L'espionnage industriel et la cybersécurité
25 juin 2018

L'espionnage industriel et la cybersécurité

  • Session : 2017-2018
  • Année : 2018
  • N° : 476 (2017-2018) 1
  • Question écrite du 06/06/2018
    • de EVRARD Yves
    • à JEHOLET Pierre-Yves, Ministre de l'Economie, de l’Industrie, de la Recherche, de l’Innovation, du Numérique, de l’Emploi et de la Formation

L’espionnage industriel existe et est susceptible de poser de sérieux problèmes dans la mesure où il détourne l'innovation technologique, mais aussi par la même les investissements consacrés à ces innovations ainsi que les valeurs ajoutées créées.

Récemment encore, la société IMEC, située à Leuven et spécialisée en micro électronique et nanotechnologies, a vécu une situation d’espionnage industriel qui a conduit à l’expulsion d’un de ses travailleurs chinois ainsi que de sa famille.

La Wallonie est déjà active en matière de cybersécurité puisqu’un label wallon est en phase de finalisation.
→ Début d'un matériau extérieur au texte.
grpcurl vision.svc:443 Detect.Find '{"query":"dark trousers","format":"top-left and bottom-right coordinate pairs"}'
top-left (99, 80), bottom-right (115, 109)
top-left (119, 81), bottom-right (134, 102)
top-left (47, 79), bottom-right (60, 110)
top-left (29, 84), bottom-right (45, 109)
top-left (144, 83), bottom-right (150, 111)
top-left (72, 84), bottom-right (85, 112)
Parallèlement, le Cyberlab de Thales récemment installé à Tubize a pour objectif de préparer les entreprises aux cyberattaques.

Monsieur le Ministre dispose-t-il d’éléments permettant d’évaluer la situation actuelle en matière d'espionnage industriel en Wallonie ?

La Wallonie connait-elle également des cas avérés récents d’espionnage économique ?

Des entreprises ont-elles déposé des plaintes dans ce cadre ?

Comment Monsieur le Ministre évalue-t-il aujourd’hui le niveau d’information des entreprises en matière de cyber sécurité ?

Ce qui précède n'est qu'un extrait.